— Да уж, это точно, — угрюмо произнес Хазин, смотря на меня слегка затуманенным взглядом. — Я тоже не задержусь в Вавилоне, если вообще доберусь до него. Выйду из этой проклятой пустыни к Евфрату, а потом двинусь на север в сторону Мари и дальше, в Урарту[66]
.— А почему сразу не отправился туда? Из хеттских земель до владений Урарту не так далеко. Зачем делать такой крюк?
Хазин угрюмо посмотрел на меня сонными глазами, которые начали слипаться:
— Я же должен был купить кедр в Ханаане, чтобы продать его втридорога урартийцам. Обдирать жителей гор, как липку, то еще удовольствие, — он зевнул.
— Вижу, ты устал, — участливо произнес я, сам ощущая вновь накатившую слабость, — быть, может, тебе отойти ко сну? Да и мне рана все еще не дает покоя.
— Наверное, ты прав, Саргон, — снова зевнув, ответил Хазин, — самое главное мы уже обсудили, а попировать успеем и завтра. Даже больше скажу — мы просто обязаны попировать завтра, — он откинулся на подушки.
— Тогда до встречи, — вставая, ответил я, — еще раз благодарю за столь вкусный ужин. И рад, что мы договорились.
— Может, все же продашь мне красавицу-нубийку? — пробормотал Хазин. — Дам даже шестнадцать мин.
— Это очень выгодное и щедрое предложение, но мой ответ прежний — нет. Прости, Хазин, эта девица мне дорога.
В ответ я получил лишь нечленораздельное бормотание.
Хазин развалился на ложе пузом к верху. Его жирный подбородок сверкал в пламени треножников. Когда я подошел к выходу из шатра, он уже громко храпел.
«
Выйдя наружу и получив обратно свой меч, я двинулся к нашей палатке в приподнятом настроении. Основную задачу я выполнил. Это даже оказалось проще, чем я предполагал. Теперь у меня есть в запасе пара дней, чтобы придумать, как обезопасить себя от Азамата.

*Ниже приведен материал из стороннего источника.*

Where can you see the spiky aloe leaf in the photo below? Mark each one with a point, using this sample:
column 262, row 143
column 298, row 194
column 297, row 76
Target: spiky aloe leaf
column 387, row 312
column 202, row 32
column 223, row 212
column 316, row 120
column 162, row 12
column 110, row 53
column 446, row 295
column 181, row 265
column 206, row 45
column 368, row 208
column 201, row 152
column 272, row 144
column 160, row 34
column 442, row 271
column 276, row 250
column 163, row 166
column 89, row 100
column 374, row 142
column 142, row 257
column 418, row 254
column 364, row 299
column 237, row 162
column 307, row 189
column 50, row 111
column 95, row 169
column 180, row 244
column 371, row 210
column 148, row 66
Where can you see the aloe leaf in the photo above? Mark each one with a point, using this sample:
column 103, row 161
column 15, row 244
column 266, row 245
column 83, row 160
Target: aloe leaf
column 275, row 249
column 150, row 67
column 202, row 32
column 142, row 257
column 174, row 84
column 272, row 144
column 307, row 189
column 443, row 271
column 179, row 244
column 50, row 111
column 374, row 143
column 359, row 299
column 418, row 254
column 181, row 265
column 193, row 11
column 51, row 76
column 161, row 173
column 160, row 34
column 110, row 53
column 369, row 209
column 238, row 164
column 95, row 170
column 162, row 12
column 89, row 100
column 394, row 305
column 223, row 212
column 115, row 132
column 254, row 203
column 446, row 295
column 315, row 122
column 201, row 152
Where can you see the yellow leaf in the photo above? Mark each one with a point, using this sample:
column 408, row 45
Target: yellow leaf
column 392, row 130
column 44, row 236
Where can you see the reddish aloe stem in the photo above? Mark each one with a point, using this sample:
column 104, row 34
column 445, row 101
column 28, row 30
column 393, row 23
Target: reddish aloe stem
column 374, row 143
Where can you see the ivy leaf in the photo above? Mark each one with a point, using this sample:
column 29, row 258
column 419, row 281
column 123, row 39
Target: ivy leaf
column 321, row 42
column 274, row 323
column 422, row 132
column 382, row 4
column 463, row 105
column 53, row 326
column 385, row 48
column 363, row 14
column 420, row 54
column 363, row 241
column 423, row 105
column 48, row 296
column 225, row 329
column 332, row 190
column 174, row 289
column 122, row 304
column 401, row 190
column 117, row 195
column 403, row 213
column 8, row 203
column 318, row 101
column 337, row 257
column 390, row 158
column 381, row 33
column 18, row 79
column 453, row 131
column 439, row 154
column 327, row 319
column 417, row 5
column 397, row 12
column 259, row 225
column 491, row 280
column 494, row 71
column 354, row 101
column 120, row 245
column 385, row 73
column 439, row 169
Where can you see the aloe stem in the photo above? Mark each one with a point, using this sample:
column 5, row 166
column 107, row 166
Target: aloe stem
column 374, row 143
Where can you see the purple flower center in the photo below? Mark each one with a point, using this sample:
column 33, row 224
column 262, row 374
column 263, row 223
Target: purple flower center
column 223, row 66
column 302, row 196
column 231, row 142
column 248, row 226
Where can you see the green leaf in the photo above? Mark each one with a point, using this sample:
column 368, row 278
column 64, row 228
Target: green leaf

Единственное, что омрачало мне настроение, так это то, что я понятия не имел, как сообщить Бастет неприятную новость. Когда она узнает, что ей предстоит всю следующую ночь ублажать жирного караванщика, то непременно придет в ярость. А в гневе она страшна.
«
Я неспешно продвигался в сторону палатки, путь к которой мне освещала взошедшая луна. Ее серебряный диск ярко блестел на темном небосводе. Природа отходила ко сну, скрываясь за покрывалом мрака и тишины. Пальмы безмолвно стояли во тьме, а верблюды тихо посапывали под кронами. Добравшись, наконец, до нашей стоянки, я, ощущая общую слабость и тяжесть на животе, ввалился внутрь и рухнул на циновку.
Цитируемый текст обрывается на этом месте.